Sherlock is repeating the words quietly to himself, over and over again. Has he really not made the connection yet? Actually, has he even seen those movies? It would be somewhat hilarious if he hasn't.

"There was something... something connected to double oh seven..." He keeps on muttering to himself, pacing up and down, his partner looking at him in confusion. His eyes go to the door, or more specifically the hallway outside it and once again she can see the moment of discovery like someone has thrown a switch in the man's brain.

She can't stay long after this. She'll have to make her excuses and go, mock-unwillingly leaving the phone behind. Not safe to stay anywhere Mycroft Holmes might see her; she knows he has surveillance in the area.

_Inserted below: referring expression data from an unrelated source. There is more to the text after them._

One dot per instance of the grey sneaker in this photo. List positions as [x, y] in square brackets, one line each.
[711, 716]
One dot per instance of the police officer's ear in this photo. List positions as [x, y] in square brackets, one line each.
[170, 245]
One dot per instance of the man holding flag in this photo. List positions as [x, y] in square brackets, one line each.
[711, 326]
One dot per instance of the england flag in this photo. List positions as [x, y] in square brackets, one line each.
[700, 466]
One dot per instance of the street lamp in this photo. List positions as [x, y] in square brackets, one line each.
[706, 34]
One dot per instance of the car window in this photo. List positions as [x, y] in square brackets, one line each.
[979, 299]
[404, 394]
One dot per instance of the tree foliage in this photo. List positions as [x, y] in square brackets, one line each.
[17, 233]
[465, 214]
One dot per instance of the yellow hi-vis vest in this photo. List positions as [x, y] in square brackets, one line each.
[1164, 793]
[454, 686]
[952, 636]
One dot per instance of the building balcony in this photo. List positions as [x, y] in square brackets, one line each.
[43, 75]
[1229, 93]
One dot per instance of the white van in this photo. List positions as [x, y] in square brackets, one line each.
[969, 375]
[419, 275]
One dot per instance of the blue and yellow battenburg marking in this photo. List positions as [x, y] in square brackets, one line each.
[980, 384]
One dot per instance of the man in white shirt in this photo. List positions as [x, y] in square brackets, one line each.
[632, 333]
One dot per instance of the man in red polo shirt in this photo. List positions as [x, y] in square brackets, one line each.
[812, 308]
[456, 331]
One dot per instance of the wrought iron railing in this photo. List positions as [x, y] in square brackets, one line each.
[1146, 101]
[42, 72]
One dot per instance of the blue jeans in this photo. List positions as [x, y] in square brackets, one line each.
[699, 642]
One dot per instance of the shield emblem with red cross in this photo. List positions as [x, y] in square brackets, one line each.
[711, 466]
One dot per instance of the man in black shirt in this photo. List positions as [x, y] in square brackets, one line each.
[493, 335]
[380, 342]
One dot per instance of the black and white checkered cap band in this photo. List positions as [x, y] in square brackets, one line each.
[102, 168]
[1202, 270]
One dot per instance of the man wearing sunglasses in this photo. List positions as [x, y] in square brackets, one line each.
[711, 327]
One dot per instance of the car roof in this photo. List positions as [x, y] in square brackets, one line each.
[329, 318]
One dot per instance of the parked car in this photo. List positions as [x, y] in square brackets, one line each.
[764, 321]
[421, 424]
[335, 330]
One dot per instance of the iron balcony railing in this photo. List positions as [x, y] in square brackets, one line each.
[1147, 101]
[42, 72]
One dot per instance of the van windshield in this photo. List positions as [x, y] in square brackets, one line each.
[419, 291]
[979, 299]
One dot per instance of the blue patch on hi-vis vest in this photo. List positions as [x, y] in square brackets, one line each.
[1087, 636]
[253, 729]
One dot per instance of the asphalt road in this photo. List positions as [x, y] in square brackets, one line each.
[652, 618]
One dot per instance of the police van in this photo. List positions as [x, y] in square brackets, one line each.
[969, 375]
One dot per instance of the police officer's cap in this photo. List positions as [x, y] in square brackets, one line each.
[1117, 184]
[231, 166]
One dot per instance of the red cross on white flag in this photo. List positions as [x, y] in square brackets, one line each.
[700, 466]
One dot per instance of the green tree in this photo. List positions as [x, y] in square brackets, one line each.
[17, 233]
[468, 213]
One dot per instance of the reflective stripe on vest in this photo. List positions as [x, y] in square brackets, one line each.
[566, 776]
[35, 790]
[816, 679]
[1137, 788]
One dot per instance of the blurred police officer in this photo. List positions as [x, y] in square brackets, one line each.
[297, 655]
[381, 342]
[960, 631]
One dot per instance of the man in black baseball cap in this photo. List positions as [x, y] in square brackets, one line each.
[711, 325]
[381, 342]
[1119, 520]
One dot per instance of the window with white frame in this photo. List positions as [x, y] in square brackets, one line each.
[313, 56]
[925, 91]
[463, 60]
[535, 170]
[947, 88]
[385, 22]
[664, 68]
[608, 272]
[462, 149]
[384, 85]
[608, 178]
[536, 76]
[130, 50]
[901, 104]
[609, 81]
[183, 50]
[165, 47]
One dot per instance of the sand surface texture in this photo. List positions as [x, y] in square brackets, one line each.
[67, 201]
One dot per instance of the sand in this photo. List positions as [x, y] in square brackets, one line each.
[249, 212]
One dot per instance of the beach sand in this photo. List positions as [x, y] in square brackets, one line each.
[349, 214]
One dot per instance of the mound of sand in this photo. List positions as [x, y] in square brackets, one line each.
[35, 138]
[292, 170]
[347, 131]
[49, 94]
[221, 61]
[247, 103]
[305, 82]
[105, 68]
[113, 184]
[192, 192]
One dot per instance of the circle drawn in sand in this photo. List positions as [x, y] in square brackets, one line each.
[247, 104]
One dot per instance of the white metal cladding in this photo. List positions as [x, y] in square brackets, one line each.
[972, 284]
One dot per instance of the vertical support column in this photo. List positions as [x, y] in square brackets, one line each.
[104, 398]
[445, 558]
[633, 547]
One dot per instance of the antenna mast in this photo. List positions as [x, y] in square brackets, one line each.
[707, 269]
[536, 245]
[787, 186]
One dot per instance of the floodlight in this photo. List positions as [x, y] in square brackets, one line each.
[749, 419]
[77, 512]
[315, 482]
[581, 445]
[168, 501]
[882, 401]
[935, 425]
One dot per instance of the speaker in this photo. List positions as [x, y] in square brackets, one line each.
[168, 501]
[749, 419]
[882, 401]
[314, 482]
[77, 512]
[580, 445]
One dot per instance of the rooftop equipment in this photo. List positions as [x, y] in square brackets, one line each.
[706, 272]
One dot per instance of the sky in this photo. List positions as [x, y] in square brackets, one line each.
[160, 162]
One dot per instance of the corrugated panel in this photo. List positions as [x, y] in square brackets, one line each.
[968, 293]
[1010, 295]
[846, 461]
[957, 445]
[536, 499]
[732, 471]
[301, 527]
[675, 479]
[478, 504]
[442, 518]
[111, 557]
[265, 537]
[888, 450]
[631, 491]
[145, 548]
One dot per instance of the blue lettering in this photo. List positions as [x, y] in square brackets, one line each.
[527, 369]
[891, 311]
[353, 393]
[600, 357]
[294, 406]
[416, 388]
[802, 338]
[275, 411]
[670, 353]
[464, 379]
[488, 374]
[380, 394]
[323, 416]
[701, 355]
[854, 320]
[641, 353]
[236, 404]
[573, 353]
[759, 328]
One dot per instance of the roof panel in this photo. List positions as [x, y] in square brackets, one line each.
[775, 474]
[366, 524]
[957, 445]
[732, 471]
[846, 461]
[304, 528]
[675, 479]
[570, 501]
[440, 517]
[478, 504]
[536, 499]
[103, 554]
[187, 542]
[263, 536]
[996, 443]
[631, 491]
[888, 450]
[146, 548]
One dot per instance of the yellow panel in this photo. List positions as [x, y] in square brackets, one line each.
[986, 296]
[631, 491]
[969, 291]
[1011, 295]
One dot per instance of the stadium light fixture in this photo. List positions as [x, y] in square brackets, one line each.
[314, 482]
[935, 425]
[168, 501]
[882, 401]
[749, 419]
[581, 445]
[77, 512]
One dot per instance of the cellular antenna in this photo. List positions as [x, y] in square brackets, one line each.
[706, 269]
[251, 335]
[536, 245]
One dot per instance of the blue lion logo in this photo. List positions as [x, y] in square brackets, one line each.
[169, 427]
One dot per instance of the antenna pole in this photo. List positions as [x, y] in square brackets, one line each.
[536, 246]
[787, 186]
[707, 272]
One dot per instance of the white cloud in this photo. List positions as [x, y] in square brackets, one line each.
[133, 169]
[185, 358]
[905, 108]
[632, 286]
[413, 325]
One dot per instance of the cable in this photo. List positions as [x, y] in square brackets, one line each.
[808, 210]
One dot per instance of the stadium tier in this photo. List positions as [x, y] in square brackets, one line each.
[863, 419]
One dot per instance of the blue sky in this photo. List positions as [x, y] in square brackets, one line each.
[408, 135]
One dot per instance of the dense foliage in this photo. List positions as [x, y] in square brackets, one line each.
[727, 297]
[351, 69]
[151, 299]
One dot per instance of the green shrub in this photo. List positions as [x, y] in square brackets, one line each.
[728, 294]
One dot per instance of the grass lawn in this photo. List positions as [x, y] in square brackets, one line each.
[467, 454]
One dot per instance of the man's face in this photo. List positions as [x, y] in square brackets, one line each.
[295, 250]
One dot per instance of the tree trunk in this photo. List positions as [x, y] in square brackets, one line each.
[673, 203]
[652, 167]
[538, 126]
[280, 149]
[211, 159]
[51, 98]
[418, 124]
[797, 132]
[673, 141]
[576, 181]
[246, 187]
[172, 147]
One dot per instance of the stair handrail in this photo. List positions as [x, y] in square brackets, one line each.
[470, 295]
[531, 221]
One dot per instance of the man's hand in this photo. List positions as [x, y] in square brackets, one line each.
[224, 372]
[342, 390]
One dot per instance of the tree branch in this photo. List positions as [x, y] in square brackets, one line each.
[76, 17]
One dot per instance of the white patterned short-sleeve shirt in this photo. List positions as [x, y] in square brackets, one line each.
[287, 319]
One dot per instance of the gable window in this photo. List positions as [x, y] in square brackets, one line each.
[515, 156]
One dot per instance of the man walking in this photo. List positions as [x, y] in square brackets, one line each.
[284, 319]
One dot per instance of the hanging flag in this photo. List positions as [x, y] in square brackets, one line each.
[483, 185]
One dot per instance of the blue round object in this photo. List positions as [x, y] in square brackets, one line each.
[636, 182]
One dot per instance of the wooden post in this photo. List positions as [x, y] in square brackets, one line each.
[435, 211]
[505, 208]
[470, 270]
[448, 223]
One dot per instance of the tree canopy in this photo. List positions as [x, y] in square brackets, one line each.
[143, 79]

At least then it will be over.


Jim is sitting on the bed of a room in the Marriott County Hall Hotel facing Westminster when he gets Irene's text. It's rather less upscale than his usual choice of accommodation, but it has the best view of Parliament. Somewhere over there, behind one of those lit up windows shining out into the night is Mycroft Holmes, the traitor, betrayer. He has no idea that his little brother has just betrayed him in his turn. Treason is such a nasty word, like execution, and extradition and exsanguinations, and other things starting with 'ex'. Even Mycroft has to answer to someone, which is just one of the many reasons Jim is on this side of the law (aside from his complete and utter lack of morals and the fact that one of the few things that gives him pleasure is seeing other people in agony both mental and physical, that is). Does the Ice Man care enough about his baby brother to protect him? Let's wait and see.

Jumbo Jet, he texts. Dear me Mr Holmes, dear me. On the opposite shore of the Thames the Clock Tower is shining gold, and Big Ben starts to peal out the hour, once, twice. Once, he planned to bring it all crashing, tumbling down, and he imagines for a moment that the glow is flames instead of plain lights, that there is smoke rising in billowing clouds like soft pillows into the sky. But it's not going to happen. He's not going to last that long. There is barbed wire in his head, all tangled round him, and he can't move without it cutting deeper. The body is cannibalistic, consuming itself at need, his more than most. He and Sherlock are alike in this, and he had though that together two broken things might have been enough to make one whole. But now there is nothing new left in the world, no crime he has not stuck his fingers in, no foul deed he has not at least tried, whether it was to his taste or not. There had been something about Sebastian that patched the gaping hole inside him, but he's gone now so what's the point.

That's right, there is none. There is no higher purpose to life, there is just surviving, just staying alive and that's it. Everything dies in agony. 'Bastian died, and the only thing that's keeping Jim from digging out his sniper's favourite pistol and blowing his brains out is that he hasn't had his revenge yet.

This is not going to be enough to pay Mycroft back, not really, but it'll do for a start. First Mycroft, then Sherlock, then Watson. Watson the last and Watson the worst because he's the one who ruined everything, and he's the one who killed Sebastian. He likes his knives, does John Watson, sharp and slicing, skinning. He's tracked some of the work he's done for Mycroft, knows his style now. He did it, and so Jim is going to make him hurt.

He rubs his leg absently where the prosthesis sits. See how he likes it to lose someone he loves.